流影也沒有失望扶摸著江夢影的頭說:“以後在黔東城有困難,來望月樓找我。”
江夢影笑著答應道:“流影姐姐,我一定會去的。”
這時一支浩浩蕩蕩的軍隊朝著她們過來,軍隊將她們包圍在其中。
流影很緊張,他們的隨從將流影保護在其中和軍隊人員對峙。
流影心中閃過無數的念頭但都對不上,只剩下一種可能他們是來找江夢影的。
流影看了江夢影一眼,江夢影此時也不清楚什麽情況,還一是一臉的天真無邪。
軍隊中慢慢開出一條路,出現的是一個騎著黑豹的小矮子拿著羽扇赫然是個謀士模樣。
他捋著自己的八字胡,觀察著前方的每一個人。
看到江夢影是眼前一亮,用羽扇指著江夢影。
他用那尖銳的聲音喊道:“把這小丫頭給我帶走~!”
那些隨從看不是自己的主子,不自覺的讓出一過路。
流影將江夢影護於身後,不顧身邊人勸說。
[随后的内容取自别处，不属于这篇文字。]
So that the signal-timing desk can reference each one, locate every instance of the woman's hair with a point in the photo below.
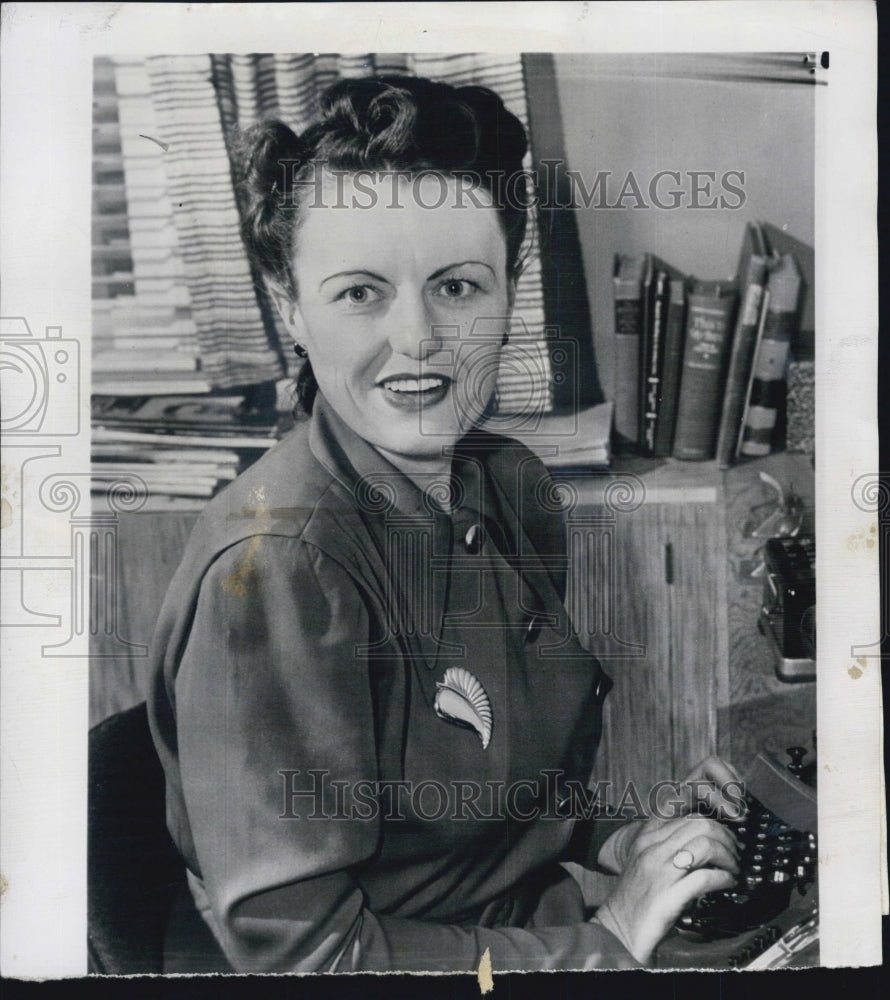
(389, 123)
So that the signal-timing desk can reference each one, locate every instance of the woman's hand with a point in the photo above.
(676, 863)
(712, 788)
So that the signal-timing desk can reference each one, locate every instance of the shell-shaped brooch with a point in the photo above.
(462, 699)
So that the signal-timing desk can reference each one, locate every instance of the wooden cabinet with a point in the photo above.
(660, 590)
(671, 608)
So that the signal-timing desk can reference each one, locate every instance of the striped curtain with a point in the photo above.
(200, 100)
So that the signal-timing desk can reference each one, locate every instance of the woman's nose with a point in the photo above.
(414, 332)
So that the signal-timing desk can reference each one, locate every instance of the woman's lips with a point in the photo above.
(409, 392)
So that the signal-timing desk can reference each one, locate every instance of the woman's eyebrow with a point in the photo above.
(462, 263)
(351, 274)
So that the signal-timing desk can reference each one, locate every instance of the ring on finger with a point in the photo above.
(684, 860)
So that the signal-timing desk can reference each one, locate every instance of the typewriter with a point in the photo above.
(769, 919)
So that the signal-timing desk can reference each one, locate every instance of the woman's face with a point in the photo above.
(401, 308)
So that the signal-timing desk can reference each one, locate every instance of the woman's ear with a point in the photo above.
(511, 291)
(287, 308)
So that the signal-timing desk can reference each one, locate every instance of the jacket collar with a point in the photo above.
(391, 505)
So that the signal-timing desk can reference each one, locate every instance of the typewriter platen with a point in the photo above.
(769, 919)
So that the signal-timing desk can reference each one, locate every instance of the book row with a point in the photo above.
(701, 366)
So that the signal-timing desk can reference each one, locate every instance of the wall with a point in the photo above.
(619, 116)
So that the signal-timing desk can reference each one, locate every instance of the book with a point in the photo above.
(674, 339)
(708, 333)
(780, 242)
(647, 285)
(181, 414)
(752, 274)
(627, 277)
(768, 374)
(652, 357)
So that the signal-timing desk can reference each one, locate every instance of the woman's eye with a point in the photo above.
(358, 295)
(457, 288)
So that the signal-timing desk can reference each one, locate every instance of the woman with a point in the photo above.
(367, 736)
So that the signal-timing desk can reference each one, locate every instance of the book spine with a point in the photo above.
(628, 324)
(768, 382)
(647, 293)
(707, 340)
(740, 360)
(670, 373)
(654, 363)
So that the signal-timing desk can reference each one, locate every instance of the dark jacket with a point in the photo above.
(297, 659)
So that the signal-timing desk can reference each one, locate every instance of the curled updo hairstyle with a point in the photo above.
(389, 123)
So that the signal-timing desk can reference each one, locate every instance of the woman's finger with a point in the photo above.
(714, 769)
(673, 835)
(695, 885)
(705, 852)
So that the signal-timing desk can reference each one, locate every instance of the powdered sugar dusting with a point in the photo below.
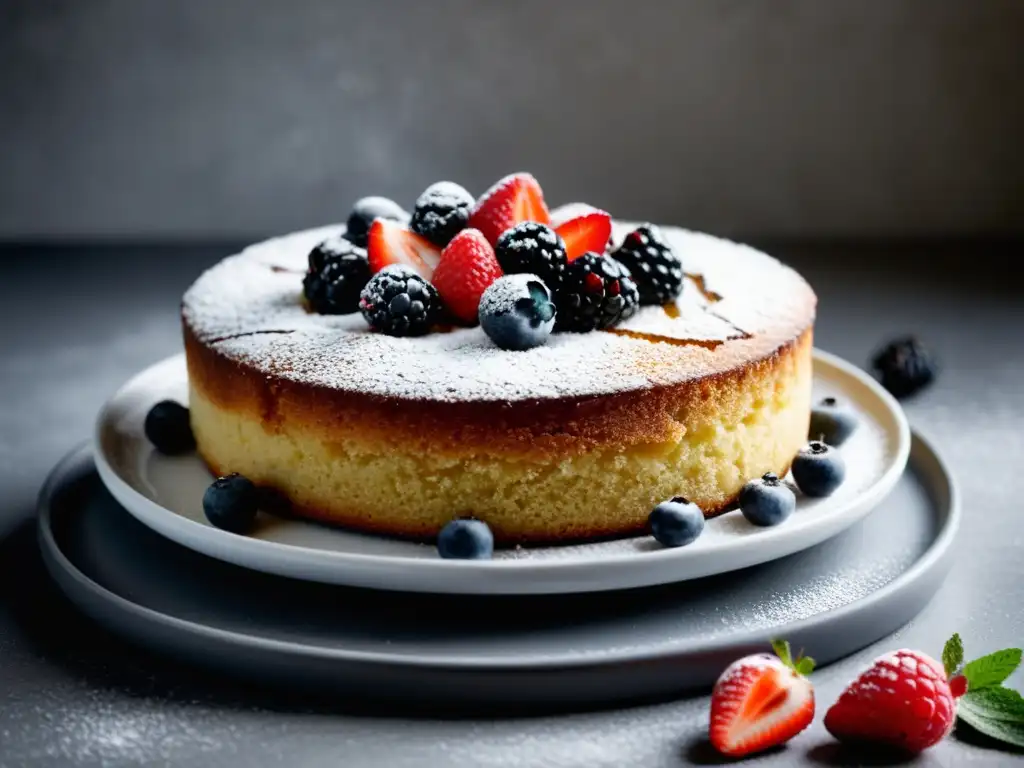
(249, 307)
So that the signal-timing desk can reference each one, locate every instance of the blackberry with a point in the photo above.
(441, 212)
(596, 292)
(398, 302)
(530, 248)
(656, 270)
(905, 367)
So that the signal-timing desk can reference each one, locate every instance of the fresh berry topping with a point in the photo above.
(818, 469)
(905, 367)
(511, 201)
(761, 701)
(467, 267)
(767, 501)
(654, 266)
(441, 212)
(230, 503)
(530, 248)
(366, 211)
(338, 270)
(516, 311)
(398, 302)
(168, 428)
(389, 243)
(676, 522)
(590, 231)
(833, 422)
(466, 540)
(596, 292)
(902, 700)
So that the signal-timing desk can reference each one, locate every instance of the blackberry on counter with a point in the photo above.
(596, 292)
(338, 271)
(656, 270)
(905, 367)
(441, 212)
(398, 302)
(530, 248)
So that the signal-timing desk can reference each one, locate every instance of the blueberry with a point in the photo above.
(818, 469)
(230, 503)
(466, 540)
(167, 427)
(833, 422)
(767, 501)
(364, 213)
(676, 522)
(517, 312)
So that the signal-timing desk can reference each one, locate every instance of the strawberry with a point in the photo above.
(467, 267)
(761, 701)
(589, 231)
(513, 200)
(390, 243)
(904, 699)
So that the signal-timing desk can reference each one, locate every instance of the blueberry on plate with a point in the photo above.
(466, 540)
(767, 501)
(517, 312)
(167, 427)
(833, 422)
(364, 213)
(818, 469)
(676, 522)
(230, 503)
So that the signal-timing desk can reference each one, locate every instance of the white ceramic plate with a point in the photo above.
(166, 494)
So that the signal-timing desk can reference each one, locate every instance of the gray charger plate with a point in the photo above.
(509, 651)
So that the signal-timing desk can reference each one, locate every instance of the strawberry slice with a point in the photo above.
(761, 701)
(513, 200)
(390, 243)
(589, 231)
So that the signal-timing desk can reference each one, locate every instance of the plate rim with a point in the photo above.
(422, 574)
(84, 591)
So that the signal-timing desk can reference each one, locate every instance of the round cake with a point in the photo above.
(573, 439)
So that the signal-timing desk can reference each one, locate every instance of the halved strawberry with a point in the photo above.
(467, 268)
(589, 231)
(390, 243)
(513, 200)
(760, 701)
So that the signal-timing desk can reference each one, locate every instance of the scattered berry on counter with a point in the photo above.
(767, 501)
(467, 268)
(761, 701)
(818, 469)
(833, 422)
(530, 248)
(399, 302)
(168, 428)
(905, 367)
(466, 540)
(656, 269)
(338, 270)
(517, 311)
(596, 292)
(366, 211)
(390, 243)
(676, 522)
(441, 212)
(511, 201)
(230, 503)
(588, 231)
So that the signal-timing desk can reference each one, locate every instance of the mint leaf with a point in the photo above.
(990, 670)
(952, 654)
(1004, 705)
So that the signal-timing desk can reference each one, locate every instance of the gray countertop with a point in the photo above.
(75, 323)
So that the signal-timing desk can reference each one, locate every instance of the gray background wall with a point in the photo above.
(242, 118)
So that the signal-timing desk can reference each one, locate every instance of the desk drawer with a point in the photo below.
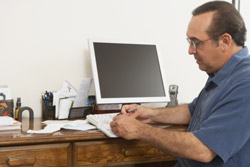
(56, 155)
(116, 152)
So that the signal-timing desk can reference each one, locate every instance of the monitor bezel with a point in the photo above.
(101, 100)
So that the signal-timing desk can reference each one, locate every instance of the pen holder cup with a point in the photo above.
(80, 112)
(48, 111)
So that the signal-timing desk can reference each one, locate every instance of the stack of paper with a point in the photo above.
(8, 123)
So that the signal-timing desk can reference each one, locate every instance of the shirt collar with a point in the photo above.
(227, 69)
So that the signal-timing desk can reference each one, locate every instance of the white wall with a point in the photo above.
(44, 42)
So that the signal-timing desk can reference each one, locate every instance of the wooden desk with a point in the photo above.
(68, 148)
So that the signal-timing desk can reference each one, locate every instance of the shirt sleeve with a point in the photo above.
(191, 106)
(227, 129)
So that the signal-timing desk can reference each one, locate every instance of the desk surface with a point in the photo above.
(21, 137)
(68, 148)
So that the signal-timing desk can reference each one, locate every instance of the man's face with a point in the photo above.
(207, 53)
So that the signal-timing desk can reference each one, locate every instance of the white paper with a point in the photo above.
(83, 92)
(56, 125)
(67, 90)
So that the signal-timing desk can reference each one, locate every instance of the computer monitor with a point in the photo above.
(127, 72)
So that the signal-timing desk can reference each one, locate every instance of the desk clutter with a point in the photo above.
(7, 105)
(68, 102)
(8, 123)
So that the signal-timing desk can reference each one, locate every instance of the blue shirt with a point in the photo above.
(221, 115)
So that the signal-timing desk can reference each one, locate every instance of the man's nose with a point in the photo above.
(191, 50)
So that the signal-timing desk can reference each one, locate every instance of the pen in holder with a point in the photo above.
(48, 110)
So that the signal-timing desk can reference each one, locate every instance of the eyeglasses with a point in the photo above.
(195, 44)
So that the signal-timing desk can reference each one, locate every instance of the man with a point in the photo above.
(219, 126)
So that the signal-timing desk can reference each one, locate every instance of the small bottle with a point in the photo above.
(18, 105)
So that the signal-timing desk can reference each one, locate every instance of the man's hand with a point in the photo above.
(126, 126)
(142, 114)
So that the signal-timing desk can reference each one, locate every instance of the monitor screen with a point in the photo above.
(126, 72)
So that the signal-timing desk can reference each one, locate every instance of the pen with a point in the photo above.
(133, 109)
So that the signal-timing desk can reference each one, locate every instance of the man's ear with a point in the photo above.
(225, 41)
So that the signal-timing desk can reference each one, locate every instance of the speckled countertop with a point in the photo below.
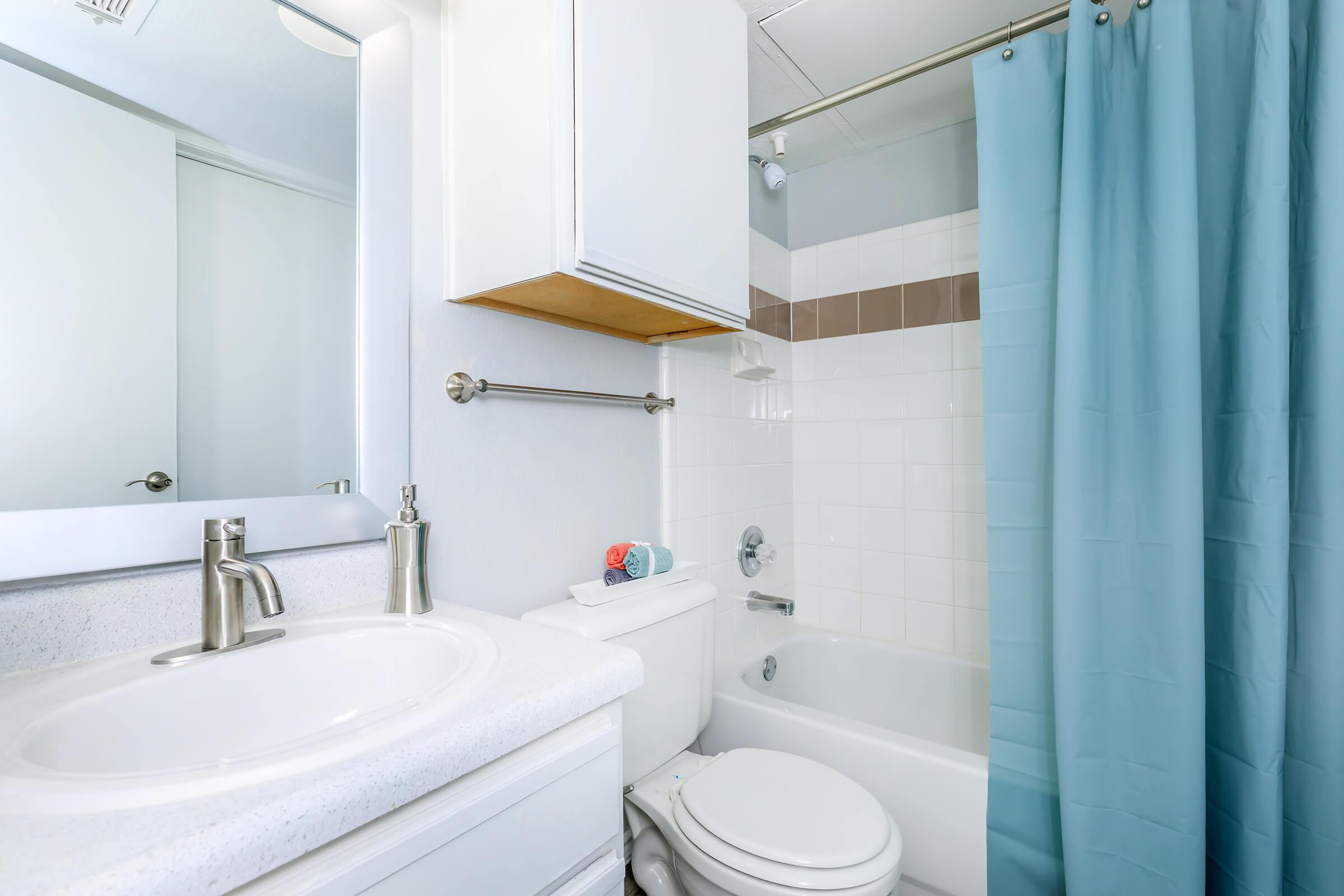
(214, 844)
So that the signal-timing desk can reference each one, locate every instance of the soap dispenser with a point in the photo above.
(408, 538)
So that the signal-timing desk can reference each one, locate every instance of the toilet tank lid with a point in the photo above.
(626, 615)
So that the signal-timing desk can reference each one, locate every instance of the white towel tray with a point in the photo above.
(597, 591)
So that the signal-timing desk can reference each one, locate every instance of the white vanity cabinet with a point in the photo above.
(596, 163)
(543, 820)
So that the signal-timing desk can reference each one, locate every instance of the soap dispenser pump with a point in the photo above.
(408, 539)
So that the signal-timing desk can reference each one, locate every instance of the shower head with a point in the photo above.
(773, 174)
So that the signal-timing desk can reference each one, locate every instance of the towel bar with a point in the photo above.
(461, 389)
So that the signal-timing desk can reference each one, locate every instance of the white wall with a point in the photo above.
(265, 336)
(525, 494)
(911, 180)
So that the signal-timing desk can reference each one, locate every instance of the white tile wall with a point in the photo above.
(727, 459)
(862, 459)
(889, 483)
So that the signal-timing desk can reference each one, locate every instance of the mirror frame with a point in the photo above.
(46, 543)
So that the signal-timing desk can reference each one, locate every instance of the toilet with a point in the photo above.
(746, 823)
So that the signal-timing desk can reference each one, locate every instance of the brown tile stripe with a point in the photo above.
(872, 311)
(804, 320)
(965, 297)
(771, 315)
(928, 302)
(838, 316)
(904, 305)
(879, 309)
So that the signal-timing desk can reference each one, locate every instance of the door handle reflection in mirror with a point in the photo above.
(156, 481)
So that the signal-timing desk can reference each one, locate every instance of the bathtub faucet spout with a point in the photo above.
(757, 601)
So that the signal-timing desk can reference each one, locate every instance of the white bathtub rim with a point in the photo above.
(729, 685)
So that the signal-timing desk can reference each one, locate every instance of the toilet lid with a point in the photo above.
(787, 809)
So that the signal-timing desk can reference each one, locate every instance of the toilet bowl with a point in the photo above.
(758, 823)
(746, 823)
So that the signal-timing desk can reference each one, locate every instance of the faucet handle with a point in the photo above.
(223, 530)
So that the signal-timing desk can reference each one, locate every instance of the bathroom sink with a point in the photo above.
(120, 732)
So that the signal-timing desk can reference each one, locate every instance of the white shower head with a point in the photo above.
(773, 174)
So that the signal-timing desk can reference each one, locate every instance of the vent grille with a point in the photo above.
(113, 11)
(119, 12)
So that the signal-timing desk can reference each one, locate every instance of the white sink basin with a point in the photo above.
(122, 732)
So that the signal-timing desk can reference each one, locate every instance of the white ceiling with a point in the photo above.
(227, 70)
(803, 50)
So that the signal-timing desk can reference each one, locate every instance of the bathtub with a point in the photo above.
(912, 726)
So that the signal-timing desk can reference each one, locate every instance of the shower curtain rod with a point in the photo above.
(963, 50)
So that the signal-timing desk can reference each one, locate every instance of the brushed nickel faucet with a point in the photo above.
(757, 601)
(223, 568)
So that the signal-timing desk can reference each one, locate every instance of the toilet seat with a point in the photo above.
(787, 809)
(763, 801)
(811, 879)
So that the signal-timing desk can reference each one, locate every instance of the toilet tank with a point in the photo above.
(673, 631)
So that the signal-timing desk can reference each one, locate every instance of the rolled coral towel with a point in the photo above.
(616, 555)
(644, 561)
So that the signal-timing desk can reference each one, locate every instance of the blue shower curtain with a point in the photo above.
(1161, 265)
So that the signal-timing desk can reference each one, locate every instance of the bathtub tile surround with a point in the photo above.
(726, 454)
(888, 440)
(892, 401)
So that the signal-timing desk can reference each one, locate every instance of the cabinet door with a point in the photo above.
(660, 148)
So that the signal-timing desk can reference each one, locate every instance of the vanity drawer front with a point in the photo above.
(529, 847)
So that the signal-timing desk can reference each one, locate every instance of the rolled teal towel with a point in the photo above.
(643, 561)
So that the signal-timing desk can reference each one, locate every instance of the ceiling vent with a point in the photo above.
(131, 14)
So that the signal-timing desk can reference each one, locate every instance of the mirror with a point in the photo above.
(178, 254)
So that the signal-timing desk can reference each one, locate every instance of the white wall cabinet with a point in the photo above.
(596, 169)
(545, 820)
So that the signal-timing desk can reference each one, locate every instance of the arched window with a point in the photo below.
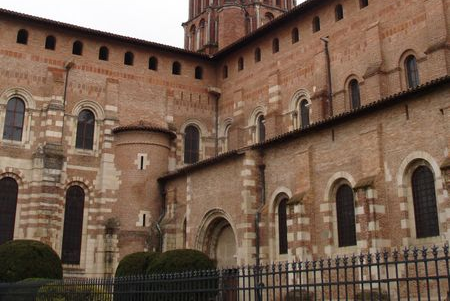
(424, 198)
(339, 12)
(73, 225)
(15, 115)
(304, 113)
(316, 24)
(103, 53)
(412, 72)
(85, 130)
(275, 45)
(191, 144)
(8, 204)
(355, 97)
(77, 48)
(295, 35)
(282, 226)
(176, 68)
(201, 33)
(345, 210)
(257, 54)
(50, 43)
(261, 128)
(225, 71)
(226, 142)
(198, 72)
(241, 64)
(22, 37)
(128, 58)
(268, 17)
(153, 63)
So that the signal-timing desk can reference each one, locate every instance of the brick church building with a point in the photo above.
(281, 132)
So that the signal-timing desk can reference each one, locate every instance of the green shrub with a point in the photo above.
(23, 259)
(180, 261)
(135, 264)
(56, 291)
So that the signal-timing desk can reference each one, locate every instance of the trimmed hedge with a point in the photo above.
(180, 261)
(23, 259)
(135, 264)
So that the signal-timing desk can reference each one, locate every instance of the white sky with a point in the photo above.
(152, 20)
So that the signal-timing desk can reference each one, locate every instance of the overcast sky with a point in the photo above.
(152, 20)
(157, 21)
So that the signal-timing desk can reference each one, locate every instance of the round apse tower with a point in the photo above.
(141, 156)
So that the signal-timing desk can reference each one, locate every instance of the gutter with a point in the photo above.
(262, 175)
(163, 193)
(67, 66)
(326, 40)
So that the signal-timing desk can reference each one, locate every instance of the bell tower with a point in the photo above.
(215, 24)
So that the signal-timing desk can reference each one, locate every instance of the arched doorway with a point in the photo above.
(226, 248)
(218, 241)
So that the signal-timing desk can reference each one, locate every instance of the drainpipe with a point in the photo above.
(258, 279)
(163, 193)
(68, 65)
(326, 40)
(216, 92)
(216, 143)
(262, 176)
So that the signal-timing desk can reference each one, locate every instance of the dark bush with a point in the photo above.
(177, 261)
(25, 290)
(72, 292)
(135, 264)
(23, 259)
(374, 295)
(299, 295)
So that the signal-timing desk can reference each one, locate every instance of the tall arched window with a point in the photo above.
(128, 58)
(257, 54)
(22, 37)
(103, 53)
(191, 144)
(282, 226)
(85, 130)
(73, 225)
(345, 210)
(50, 43)
(201, 33)
(15, 115)
(316, 24)
(261, 128)
(153, 63)
(295, 35)
(198, 72)
(225, 71)
(176, 68)
(304, 113)
(8, 204)
(355, 97)
(412, 72)
(339, 12)
(424, 198)
(77, 48)
(240, 64)
(275, 45)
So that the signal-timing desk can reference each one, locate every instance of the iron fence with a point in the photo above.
(409, 274)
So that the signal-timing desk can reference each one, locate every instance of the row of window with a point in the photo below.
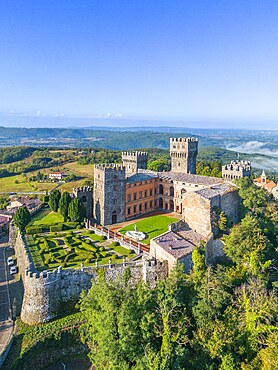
(140, 195)
(140, 207)
(139, 183)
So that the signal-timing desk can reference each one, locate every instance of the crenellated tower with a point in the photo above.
(85, 193)
(183, 152)
(134, 160)
(109, 193)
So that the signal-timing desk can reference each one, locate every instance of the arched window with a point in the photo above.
(171, 191)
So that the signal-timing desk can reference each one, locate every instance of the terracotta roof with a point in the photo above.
(215, 190)
(179, 244)
(190, 178)
(138, 177)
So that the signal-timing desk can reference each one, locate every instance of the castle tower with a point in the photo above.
(236, 169)
(86, 196)
(134, 160)
(109, 193)
(183, 152)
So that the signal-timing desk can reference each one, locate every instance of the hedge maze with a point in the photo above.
(70, 249)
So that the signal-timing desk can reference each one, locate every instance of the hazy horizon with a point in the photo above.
(203, 63)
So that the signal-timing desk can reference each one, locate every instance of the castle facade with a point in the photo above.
(128, 190)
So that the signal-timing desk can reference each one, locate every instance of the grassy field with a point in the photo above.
(19, 183)
(86, 170)
(70, 249)
(46, 218)
(152, 226)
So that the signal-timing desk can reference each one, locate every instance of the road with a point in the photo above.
(6, 325)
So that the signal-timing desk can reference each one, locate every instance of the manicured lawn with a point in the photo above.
(70, 250)
(152, 226)
(46, 218)
(19, 183)
(86, 170)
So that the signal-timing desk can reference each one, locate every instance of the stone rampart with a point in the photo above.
(45, 292)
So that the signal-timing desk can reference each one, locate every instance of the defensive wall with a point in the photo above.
(45, 292)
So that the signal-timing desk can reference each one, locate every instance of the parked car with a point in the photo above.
(13, 270)
(10, 261)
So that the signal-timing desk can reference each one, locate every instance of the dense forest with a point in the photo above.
(220, 316)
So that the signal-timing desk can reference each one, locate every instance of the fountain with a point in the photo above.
(135, 234)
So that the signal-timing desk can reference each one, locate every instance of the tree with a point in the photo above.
(54, 198)
(21, 218)
(64, 204)
(76, 210)
(247, 245)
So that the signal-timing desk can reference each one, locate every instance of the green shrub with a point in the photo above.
(70, 225)
(55, 228)
(114, 244)
(33, 229)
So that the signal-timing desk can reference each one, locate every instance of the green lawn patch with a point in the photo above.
(46, 218)
(69, 251)
(152, 226)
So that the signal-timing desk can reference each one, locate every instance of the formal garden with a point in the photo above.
(54, 242)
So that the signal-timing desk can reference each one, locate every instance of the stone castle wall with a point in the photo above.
(45, 292)
(109, 193)
(85, 193)
(183, 152)
(132, 161)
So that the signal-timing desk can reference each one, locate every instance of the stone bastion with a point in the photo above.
(45, 292)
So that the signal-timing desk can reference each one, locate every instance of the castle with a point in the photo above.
(236, 170)
(128, 190)
(125, 191)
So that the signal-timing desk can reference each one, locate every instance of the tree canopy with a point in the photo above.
(21, 218)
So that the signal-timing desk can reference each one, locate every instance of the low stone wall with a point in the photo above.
(45, 292)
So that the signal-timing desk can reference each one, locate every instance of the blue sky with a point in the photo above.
(178, 60)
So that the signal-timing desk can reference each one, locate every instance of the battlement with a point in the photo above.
(236, 169)
(183, 139)
(183, 152)
(82, 189)
(109, 167)
(134, 154)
向那人抱拳微微前傾的問道:“不知道,賢士何人,為何要緝拿我朋友。”
那謀士不屑的說道:“你算什麽東西敢攔城主府的軍隊,你也想一並被帶走嘛。”
流影亮明了自己的身份直起身板微笑的說道:“我絕沒有這個意思,而我是望月樓新來的樓主流影,不知道現在能不能問問具體原因?”
那謀士眼睛一咪若有所思,隨後陪笑道:“原本是新任望月樓樓主啊,失敬失敬,我是奉城主之命前來帶這個小姑娘回去的,具體原因我也不清楚。大人交待小人辦事,哪有我們多嘴的時候,對吧!”
流影與那謀士展開了一場話術上的較量,流影接著道:“不知城主是否交待,要抓之人的名字以及有無畫像作為比對。”
謀士也不甘士弱繼續搪塞道:“因為來的匆忙並未準備畫像,名字在下也不曾記得。但城主曾指向給那少女的方向,所以多少有些印象,衣著也未曾改變。此等衣物找遍黔東城也找不出第二件。”
他自信滿滿的指認著江夢影說道。卻不知流影的目的不是爭辨,而是在拖延時間等得著影子與赤焰到來。
影子這邊在清風背上,他將那領隊隊長放了出來,此時的領隊隊長全身大面積燒傷,一條腿已經嚴重碳化不可能複原。
身上各處皮膚碳化時不時滲出鮮血,現在隻吊著一口氣了。
影子知道此時刻不容緩,他與赤焰都不會醫術,當時張邦教給的他們都不記得了,他也沒有張邦那只需一滴血不僅讓人恢復還能生華的恐怖力量。
但這個人他又不能不救,只能用一個冒險的方法了
影子手握飛鏢只能從胳膊上削下一塊碗狀大小皮膚,影子的傷口隨即以肉眼可見的的速度恢復。
他在那名領隊隊長身上也削下一塊相同大小的死皮,將自己的新皮膚貼在上面。
影子劃破自已的手掌將血滴在他身上面,那領隊隊長痛的直吐血,影子也沒有辦法,只能冒險一試。
他用自己的皮膚為引,精血為導,用他生命為輔,燃燒他數年壽命讓他在數分鍾內恢復。
那領隊隊長身上的燒焦的皮膚開始開裂,“哢嚓!”“哢嚓!”聲傳來異常清脆的碎裂聲傳來。
他身上焦黑的皮膚已蕩然無存,隨之就是一個擁有煥然一新的人。
他拍著腦袋看著周圍和自己已然明白一切,他抱拳的向著坐在一旁打坐恢復的影子感謝道:“好漢的大恩我,蕭雲定不會望記。”
影子沒睜開眼睛如實回答道:“救你只是我為完成小主人的心願,在說能活過來純靠你自己命硬,我沒我主人通天之能,恢復不了你那條腿。”